May 12, 2011

Converting PLINK to GenABEL files

There are two R functions to convert from PLINK to GenABEL files: convert.snp.ped() (which inputs PLINK's *.ped and *.map files) and convert.snp.tped() (same for *.tped and *.tfam). An error happened when I tried to use convert.snp.ped() and R was forced to close. I had no problems with convert.snp.tped(). I know of one person who experienced the same issue although I do not know whether the same error message was prompt (and the cause of the problem).
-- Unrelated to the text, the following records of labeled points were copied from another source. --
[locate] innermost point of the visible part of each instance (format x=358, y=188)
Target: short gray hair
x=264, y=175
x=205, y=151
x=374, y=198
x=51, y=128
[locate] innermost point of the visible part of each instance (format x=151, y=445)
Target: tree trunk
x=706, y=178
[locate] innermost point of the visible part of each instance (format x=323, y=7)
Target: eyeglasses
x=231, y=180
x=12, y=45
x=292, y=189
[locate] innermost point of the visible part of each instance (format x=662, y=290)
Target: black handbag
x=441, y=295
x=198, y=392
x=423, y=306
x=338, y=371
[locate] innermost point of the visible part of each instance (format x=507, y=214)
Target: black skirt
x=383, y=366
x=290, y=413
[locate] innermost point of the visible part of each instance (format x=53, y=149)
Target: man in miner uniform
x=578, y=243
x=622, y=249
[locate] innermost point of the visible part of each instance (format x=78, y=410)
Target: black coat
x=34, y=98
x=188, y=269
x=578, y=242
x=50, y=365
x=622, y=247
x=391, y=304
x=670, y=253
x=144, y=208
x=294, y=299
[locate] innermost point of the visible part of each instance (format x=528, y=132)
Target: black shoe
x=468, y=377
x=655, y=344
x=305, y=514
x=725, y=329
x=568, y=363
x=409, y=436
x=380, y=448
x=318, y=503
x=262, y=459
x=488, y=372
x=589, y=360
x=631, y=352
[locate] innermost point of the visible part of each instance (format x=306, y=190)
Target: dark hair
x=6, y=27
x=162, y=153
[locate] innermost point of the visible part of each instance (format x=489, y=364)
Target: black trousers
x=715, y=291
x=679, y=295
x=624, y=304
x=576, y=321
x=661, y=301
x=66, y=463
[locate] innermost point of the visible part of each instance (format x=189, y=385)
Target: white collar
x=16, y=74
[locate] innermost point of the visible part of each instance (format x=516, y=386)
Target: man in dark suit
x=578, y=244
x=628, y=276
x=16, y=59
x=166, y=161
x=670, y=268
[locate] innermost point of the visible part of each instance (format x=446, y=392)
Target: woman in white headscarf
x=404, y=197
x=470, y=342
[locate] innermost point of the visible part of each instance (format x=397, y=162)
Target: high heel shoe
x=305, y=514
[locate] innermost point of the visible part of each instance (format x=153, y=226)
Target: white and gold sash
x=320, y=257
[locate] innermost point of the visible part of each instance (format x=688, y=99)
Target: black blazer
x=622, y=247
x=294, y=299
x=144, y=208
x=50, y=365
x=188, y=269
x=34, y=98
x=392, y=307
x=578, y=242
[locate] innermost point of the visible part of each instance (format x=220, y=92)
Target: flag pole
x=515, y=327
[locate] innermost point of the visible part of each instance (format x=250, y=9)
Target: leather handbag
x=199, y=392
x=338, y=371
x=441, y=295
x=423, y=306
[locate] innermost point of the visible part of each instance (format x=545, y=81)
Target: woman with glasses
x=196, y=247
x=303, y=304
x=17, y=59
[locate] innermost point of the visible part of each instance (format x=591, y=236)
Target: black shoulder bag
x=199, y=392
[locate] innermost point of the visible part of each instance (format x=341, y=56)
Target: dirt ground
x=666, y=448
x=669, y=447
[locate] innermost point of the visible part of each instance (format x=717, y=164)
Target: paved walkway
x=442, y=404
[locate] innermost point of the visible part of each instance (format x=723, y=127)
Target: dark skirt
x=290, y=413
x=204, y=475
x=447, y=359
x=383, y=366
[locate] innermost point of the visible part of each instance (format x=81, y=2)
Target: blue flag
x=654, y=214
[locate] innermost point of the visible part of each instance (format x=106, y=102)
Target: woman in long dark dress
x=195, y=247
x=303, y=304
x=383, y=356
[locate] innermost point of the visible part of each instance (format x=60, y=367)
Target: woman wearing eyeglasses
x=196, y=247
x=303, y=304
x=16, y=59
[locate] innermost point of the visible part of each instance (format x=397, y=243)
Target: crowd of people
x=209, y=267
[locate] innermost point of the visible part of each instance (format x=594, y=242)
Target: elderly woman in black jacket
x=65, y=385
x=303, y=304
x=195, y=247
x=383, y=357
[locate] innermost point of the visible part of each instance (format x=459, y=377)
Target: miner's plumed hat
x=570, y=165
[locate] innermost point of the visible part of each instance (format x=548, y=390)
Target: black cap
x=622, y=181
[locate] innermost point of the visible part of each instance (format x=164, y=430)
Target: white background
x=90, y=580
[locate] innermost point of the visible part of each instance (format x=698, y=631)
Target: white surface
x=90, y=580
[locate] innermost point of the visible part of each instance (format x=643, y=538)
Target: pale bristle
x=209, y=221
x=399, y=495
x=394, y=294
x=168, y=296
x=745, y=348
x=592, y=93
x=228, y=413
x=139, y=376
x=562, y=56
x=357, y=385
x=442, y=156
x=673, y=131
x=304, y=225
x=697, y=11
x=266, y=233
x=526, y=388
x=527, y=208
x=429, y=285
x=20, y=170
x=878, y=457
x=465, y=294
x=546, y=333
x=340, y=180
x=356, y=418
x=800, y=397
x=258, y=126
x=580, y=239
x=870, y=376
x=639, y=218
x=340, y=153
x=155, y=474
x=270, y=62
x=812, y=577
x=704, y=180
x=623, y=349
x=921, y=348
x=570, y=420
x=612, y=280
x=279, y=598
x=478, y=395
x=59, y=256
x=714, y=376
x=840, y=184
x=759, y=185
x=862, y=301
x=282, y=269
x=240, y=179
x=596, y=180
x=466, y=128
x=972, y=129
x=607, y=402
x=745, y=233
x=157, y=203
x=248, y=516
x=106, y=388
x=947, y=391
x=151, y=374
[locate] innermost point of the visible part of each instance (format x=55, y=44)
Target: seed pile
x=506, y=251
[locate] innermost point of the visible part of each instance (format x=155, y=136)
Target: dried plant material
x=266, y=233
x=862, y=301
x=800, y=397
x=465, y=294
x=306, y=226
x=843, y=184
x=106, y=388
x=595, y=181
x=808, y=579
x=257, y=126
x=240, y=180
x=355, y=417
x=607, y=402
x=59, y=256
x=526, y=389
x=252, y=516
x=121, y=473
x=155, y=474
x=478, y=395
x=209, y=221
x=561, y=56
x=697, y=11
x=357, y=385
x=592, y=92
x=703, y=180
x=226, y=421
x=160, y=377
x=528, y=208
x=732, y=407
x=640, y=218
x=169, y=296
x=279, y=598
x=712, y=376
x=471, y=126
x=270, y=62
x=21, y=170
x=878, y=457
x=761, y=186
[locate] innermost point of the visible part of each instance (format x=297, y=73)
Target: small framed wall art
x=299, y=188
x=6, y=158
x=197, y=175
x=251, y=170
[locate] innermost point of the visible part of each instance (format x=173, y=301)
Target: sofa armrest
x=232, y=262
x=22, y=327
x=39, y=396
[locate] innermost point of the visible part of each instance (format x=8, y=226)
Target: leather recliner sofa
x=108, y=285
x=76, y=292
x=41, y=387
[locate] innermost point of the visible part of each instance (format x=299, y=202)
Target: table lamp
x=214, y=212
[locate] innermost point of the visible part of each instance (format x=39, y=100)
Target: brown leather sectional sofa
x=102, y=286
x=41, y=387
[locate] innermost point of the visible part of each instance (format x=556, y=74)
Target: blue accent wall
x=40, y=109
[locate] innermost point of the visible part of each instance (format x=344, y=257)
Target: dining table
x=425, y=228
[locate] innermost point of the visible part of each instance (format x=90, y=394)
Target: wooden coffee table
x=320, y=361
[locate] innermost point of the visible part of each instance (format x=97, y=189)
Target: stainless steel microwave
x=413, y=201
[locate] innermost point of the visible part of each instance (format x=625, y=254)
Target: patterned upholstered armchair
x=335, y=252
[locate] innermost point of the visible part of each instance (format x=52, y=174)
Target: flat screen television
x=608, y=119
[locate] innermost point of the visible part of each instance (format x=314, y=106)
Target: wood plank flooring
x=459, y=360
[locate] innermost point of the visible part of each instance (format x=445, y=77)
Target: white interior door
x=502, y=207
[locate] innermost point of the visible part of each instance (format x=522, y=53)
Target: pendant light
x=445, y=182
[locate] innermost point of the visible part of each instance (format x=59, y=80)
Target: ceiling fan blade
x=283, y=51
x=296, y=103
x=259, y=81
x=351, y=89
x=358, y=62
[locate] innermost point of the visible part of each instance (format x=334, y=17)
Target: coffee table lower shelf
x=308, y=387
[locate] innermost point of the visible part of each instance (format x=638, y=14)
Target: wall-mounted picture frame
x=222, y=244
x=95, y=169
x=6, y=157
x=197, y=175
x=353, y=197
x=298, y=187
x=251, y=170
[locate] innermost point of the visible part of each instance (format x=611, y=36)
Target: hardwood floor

On the other hand, be aware that any of the two functions (although both use as input files containing the phenotypic information) will only produce one of the input files (*.raw) for the GenABEL function that loads data: load.gwaa.data(). The second input file (*.dat) will have to be produced for instance from the *.tfam file. This means that (1) *.tfam does not have header and and *.dat must have (at least 'id' and 'sex' fields are required) and (2) PLINK uses 1/2 coding for sex by default whereas load.gwaa.data() uses 1/0. On the other hand, one would have to create anyway the *.dat file anyway if using a alternative phenotype file in PLINK (to allow for >1 phenotype or covariates). It is not the end of the world but it makes the conversion a bit less direct than expected...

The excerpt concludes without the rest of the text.